なお、本出願人は、本明細書に記載した先行技術文献情報で特定される先行技術文献以外には、本発明に密接に関連する先行技術文献を出願時までに発見するには至らなかった。
【0004】
【特許文献1】
特開平7−322403号公報
【0005】
【発明が解決しようとする課題】
しかしながら、鞍乗型電動車両は、四輪車に較べて部品の搭載スペースが狭いばかりか、より一層の軽量化が要請されていることから、専ら走行可能な状態であることを乗員に知らせるためのスピーカを搭載することはできない。このスピーカより相対的に小さいブザーを音源として使用することも考えられるが、部品点数の増加を免れることはできない。
【0006】
本発明はこのような問題点を解消するためになされたもので、簡潔な構成でありながら、走行可能な状態であることを乗員に音によって知らせることができる鞍乗型電動車両を提供することを目的とする。
【0007】
【課題を解決するための手段】
この目的を達成するため、本発明に係る鞍乗型電動車両は、マイクロプロセッサから送出された制御信号により点灯するフラッシャランプと、前記マイクロプロセッサから送出された信号に対応する警告音を発生させるブザーとを備え、前記マイクロプロセッサは、前記フラッシャランプが点灯しているときに前記ブザーに第1の信号を送出するフラッシャランプ消し忘れ警告手段を備えるとともに、車体が走行可能な状態にあるときに前記第1の信号とは異なる第2の信号を前記ブザーに送出する走行警告手段を備え、この走行警告手段は、車体が停止しているときであってブレーキ操作が行われているときは信号の送出を止める構成とされているものである。
【0008】
本発明によれば、乗員がフラッシャランプを消し忘れたときに警告音を発生するブザーを利用して走行可能な状態であることを乗員に知らせることができる。また、マイクロプロセッサによってフラッシャランプやブザーが制御されるからフラッシャリレーが不要になる。
【0009】
また、本発明によれば、例えば交差点などで信号待ちのために停車しているときにブレーキ操作を行うことによって、ブザーから警告音が発生するのを止めることができる。
【0010】
【発明の実施の形態】
以下、本発明に係る鞍乗型電動車両の一実施の形態を図1ないし図6によって詳細に説明する。ここでは、本発明を電動二輪車に適用する場合の形態について説明する。

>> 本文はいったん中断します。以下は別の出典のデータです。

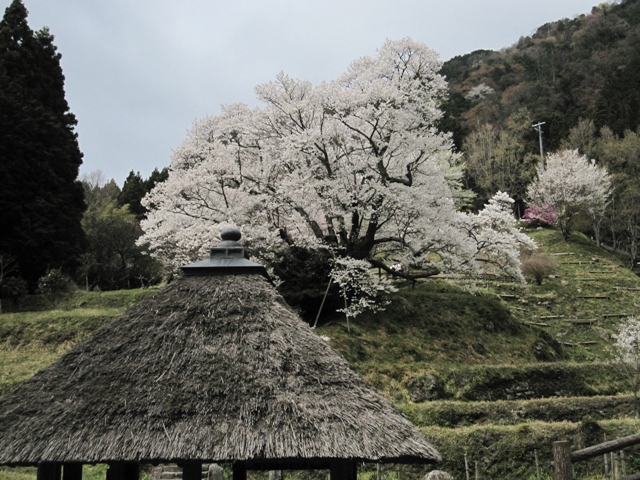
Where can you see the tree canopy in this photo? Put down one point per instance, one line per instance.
(356, 165)
(41, 200)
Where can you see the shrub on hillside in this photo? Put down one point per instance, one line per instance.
(538, 265)
(54, 282)
(545, 216)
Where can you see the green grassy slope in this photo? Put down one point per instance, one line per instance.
(517, 367)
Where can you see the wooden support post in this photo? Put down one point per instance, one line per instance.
(123, 471)
(72, 471)
(49, 471)
(562, 460)
(343, 469)
(239, 471)
(191, 471)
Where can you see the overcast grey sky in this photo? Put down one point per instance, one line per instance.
(139, 72)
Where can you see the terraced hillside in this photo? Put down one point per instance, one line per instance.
(494, 377)
(491, 372)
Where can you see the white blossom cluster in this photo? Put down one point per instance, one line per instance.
(355, 165)
(627, 342)
(571, 183)
(360, 287)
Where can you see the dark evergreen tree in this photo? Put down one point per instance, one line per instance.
(135, 188)
(132, 192)
(41, 200)
(157, 176)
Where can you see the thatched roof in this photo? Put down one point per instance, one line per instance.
(210, 369)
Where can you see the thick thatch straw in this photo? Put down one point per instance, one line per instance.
(209, 369)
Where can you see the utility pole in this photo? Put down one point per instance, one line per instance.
(538, 127)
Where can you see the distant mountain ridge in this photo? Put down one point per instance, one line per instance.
(585, 67)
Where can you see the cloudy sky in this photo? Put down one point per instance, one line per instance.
(139, 72)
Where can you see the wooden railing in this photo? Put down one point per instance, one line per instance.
(564, 458)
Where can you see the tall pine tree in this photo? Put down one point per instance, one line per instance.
(41, 200)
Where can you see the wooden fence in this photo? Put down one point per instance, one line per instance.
(564, 458)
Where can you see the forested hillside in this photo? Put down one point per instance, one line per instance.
(577, 81)
(585, 67)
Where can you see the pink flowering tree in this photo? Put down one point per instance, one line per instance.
(627, 351)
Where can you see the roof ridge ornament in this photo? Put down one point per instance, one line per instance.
(229, 257)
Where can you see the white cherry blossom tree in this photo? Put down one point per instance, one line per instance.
(356, 166)
(572, 183)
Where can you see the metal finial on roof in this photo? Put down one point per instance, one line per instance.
(228, 258)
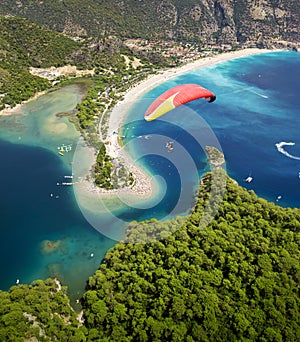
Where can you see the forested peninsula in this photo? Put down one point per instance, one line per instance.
(230, 270)
(234, 277)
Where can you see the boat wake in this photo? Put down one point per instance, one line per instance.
(261, 95)
(280, 148)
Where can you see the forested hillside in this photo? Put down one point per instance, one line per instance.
(236, 279)
(233, 279)
(244, 22)
(24, 44)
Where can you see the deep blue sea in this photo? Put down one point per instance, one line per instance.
(257, 107)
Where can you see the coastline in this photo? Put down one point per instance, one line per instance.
(14, 110)
(119, 112)
(144, 186)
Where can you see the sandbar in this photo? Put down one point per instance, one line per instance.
(119, 112)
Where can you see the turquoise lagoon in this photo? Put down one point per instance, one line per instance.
(255, 121)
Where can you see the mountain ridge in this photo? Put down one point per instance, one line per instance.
(243, 22)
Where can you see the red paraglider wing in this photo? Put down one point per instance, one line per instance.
(176, 97)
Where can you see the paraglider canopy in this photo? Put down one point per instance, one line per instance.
(176, 97)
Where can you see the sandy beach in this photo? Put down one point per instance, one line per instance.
(144, 186)
(143, 183)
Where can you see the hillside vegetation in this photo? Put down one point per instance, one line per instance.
(24, 44)
(235, 278)
(209, 22)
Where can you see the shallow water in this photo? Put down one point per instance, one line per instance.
(257, 107)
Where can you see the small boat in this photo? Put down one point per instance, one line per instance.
(169, 146)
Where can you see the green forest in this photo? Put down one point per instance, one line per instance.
(230, 274)
(24, 44)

図1はこの実施の形態による電動二輪車の側面図、図2はメインスイッチ取付部分を拡大して示す側面図、図3は同じく平面図で、同図は車体フレームの一部を破断した状態で描いてある。図4はメータの表示部を拡大して示す平面図、図5は本発明に係るマイクロプロセッサを有する制御系の構成を示すブロック図、図6は走行警告手段の動作を説明するためのフローチャートである。
【0011】
これらの図において、符号1で示すものは、この実施の形態によるスクータ型電動二輪車である。この電動二輪車1は、車体フレーム2の後部にユニットスイング式の動力ユニット3を備え、この動力ユニット3により後輪4が駆動されることによって走行するものである。図1において、符号5は前記車体フレーム2のヘッドパイプを示し、6はこのヘッドパイプ5に回動自在に支持されたフロントフォーク、7は前輪、8は操向ハンドル、9は乗員が跨って着座する鞍型のシート、10はバッテリー、11はヘッドライト、12はテール・ブレーキランプ、13はフラッシャランプをそれぞれ示す。
【0012】
前記バッテリー10は、出力電圧が24Vのものが用いられ、前記シート9の下方に設けられたバッテリケース15に着脱自在に搭載されている。前記バッテリーケース15は、図1中に二点鎖線で示すようにシート9を上方に開くことによってバッテリー出入口(図示せず)が上方へ向けて開放するように形成されている。
【0013】
前記動力ユニット3は、後輪4と同一軸線上に位置するモータ16と、このモータ16の出力を制御する車両コントローラ17とがユニットハウジング18内に設けられ、前記操向ハンドル8の車体右側のスロットルグリップ(図示せず)の回動角度に対応して後輪4の回転速度が増減するように構成されている。すなわち、スロットルグリップの回動角度に対応するように前記車両コントローラ17がモータ16の出力を制御する。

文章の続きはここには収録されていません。